Maryland is on the verge of once more making it harder for payday lenders — especially over the Internet — to offer high-priced loans in the state.
The General Assembly overwhelmingly approved legislation to prevent payday lenders from getting around Maryland's interest rate cap on small consumer loans. Gov. Martin O'Malley is expected to sign it into law, which would kick in Oct. 1.
Payday loans are essentially a two-week cash advance on a paycheck. Lenders charge a fee that, when translated into an annual interest rate, can run more than 400 percent on the short-term loan, consumer advocates say.

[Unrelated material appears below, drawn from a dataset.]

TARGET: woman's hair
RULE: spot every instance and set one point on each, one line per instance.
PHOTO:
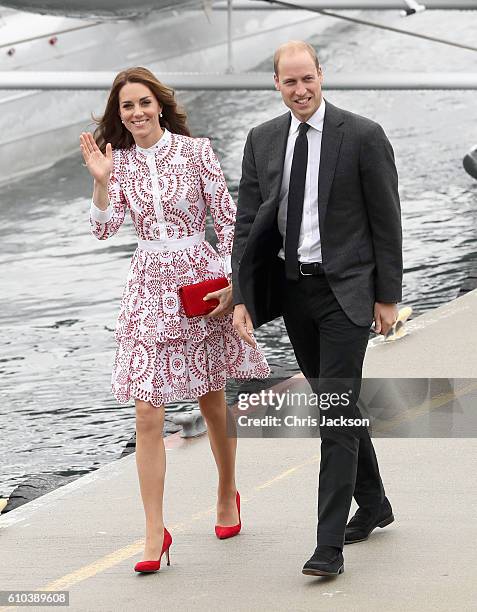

Since the mid-1970s, Maryland has had an interest rate cap of 33 percent on consumer loans of $6,000 or less. For the most part, that's kept payday lenders out of the state. And it's earned Maryland a reputation of being tough on lenders that try to exploit vulnerable residents.
So regulators were concerned when they started getting complaints about a year and a half ago that payday lenders, mostly over the Internet, had developed a new business model that attempted to circumvent Maryland's rate cap.

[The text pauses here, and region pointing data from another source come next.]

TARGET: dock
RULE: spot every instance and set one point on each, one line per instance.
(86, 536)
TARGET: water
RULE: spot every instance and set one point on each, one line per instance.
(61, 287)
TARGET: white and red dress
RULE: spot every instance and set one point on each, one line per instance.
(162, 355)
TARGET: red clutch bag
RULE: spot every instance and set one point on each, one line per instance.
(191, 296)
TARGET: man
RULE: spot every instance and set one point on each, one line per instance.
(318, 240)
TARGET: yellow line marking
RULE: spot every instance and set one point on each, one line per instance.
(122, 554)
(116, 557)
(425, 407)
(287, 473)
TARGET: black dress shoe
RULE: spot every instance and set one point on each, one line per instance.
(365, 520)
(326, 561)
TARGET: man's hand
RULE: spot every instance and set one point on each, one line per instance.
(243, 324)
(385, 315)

A payday lender would charge the most it could under Maryland law for the short-term loan. But to get the loan, consumers had to go through a broker that charged at least $20 per $100 borrowed. That fee wasn't included in the interest rate on the loan, according to the Center for Responsible Lending.
But if you factored in all the fees, Marylanders were paying a rate of 640 percent or higher, according to state regulators.

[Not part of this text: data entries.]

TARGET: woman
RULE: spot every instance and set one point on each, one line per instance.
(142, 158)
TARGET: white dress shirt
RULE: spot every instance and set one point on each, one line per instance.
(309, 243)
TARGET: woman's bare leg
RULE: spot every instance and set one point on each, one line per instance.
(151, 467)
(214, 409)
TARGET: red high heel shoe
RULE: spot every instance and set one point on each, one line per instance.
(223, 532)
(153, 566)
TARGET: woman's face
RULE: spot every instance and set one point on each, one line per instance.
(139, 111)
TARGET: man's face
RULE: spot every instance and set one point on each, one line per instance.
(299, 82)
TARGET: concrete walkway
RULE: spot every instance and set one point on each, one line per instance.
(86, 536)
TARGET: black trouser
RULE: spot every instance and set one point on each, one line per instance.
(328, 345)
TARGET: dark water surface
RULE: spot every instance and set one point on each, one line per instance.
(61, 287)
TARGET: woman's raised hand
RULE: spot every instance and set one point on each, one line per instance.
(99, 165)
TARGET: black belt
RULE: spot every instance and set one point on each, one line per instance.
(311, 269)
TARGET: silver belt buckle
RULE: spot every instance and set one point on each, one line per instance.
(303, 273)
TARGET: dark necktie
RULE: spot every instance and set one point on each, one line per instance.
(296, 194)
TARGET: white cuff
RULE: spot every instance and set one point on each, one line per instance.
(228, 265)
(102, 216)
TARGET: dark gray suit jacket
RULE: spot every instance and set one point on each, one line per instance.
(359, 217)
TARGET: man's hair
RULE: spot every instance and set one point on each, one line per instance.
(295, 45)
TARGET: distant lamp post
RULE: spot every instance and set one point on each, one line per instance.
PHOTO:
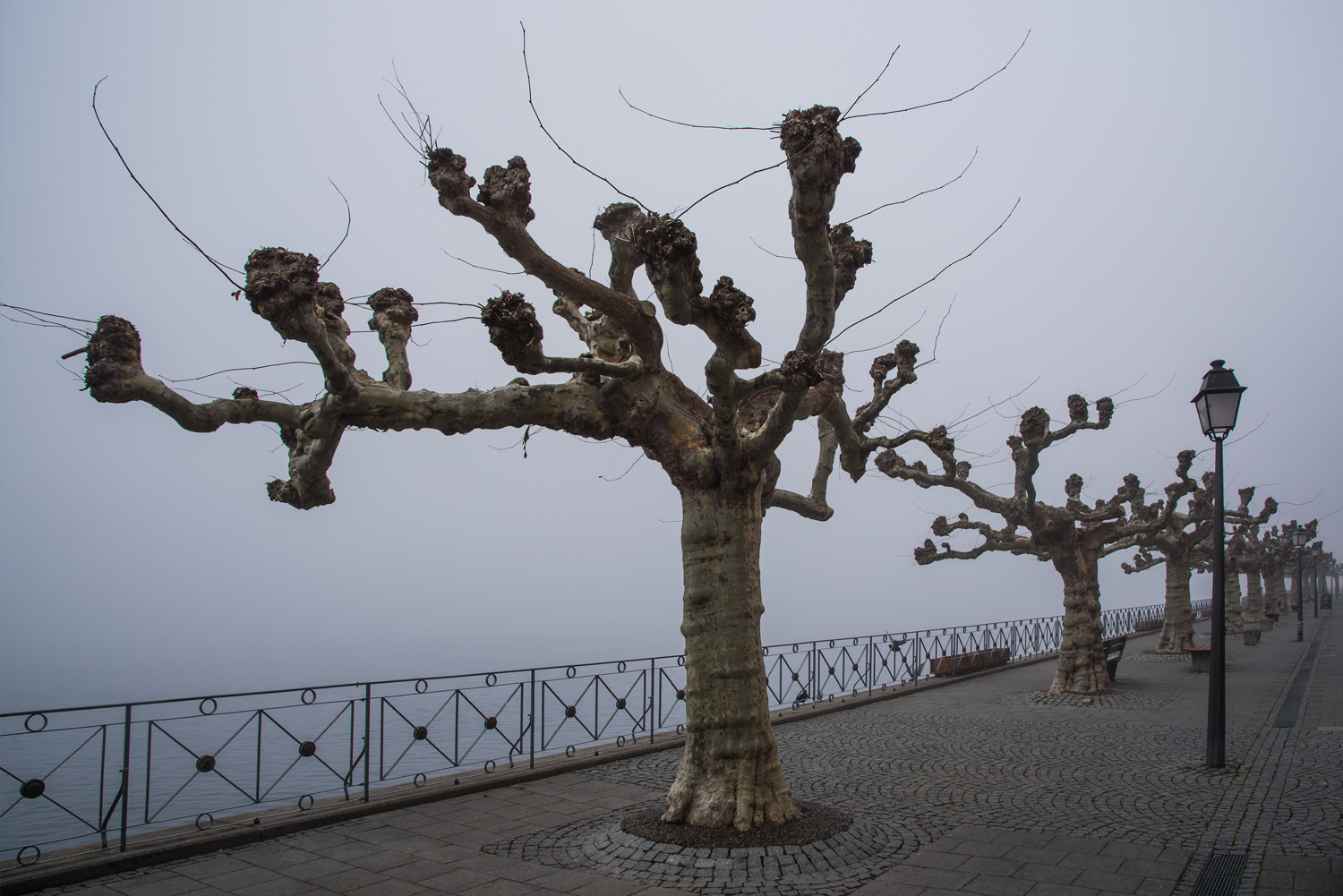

The legislation clarifies Maryland law so that all the fees related to payday loans — even those charged by a third-party broker — would be added together and required to come under the rate cap that "has been unambiguous and unchanged for decades," says Mark Kaufman, deputy commissioner of Financial Regulation.
Stephen Altobelli, a spokesman for the Financial Service Centers of America that represents companies that make payday loans, says he hasn't seen the Maryland legislation. But a 33 percent rate cap is too low to make payday loans economical for lenders, he says.
The trade group commissioned a survey by Ernst & Young this year that concluded consumers pay $15.26 for every $100 borrowed, but the lender's profit after its costs was only $1.37 per $100.
And it's a mistake to apply an annual interest rate to a short-term loan, Altobelli says.
The problem, though, is consumers often don't repay the two-week loan once they get their paycheck. Instead, they pay another fee and roll over the loan until the next pay period. And that can go on for months.
"These lenders aren't a bridge to your next paycheck. They aren't even bridges to nowhere. These are bridges to deeper into the hole," says Uriah King, a senior policy associate for the Center for Responsible Lending who testified in support of the legislation. "They don't solve a problem. They create a new one every two weeks."
No one knows that better than Aziza Gary, a business development representative with the Municipal Employees Credit Union in Baltimore.
The Baltimore Sun wrote about Gary's trouble with payday loans and how she got out of it three years ago. Since then, she has been certified as a financial counselor and often advises credit union members against payday loans.
"There is really no alternative to fast money. You just have to make a budget for yourself, or go to a family member or credit union," the 34-year-old says.
Gary says she's glad that Maryland lawmakers are closing a loophole that allows payday lenders to get around the rate cap.
She still receives text messages from payday lenders offering loans. And her father in Florida recently took out a payday loan against his pension check at a rate of 625 percent because he was short on cash.
"I told him when his check comes in the first of the month, make sure he pays off that loan and not deal with them again," she says.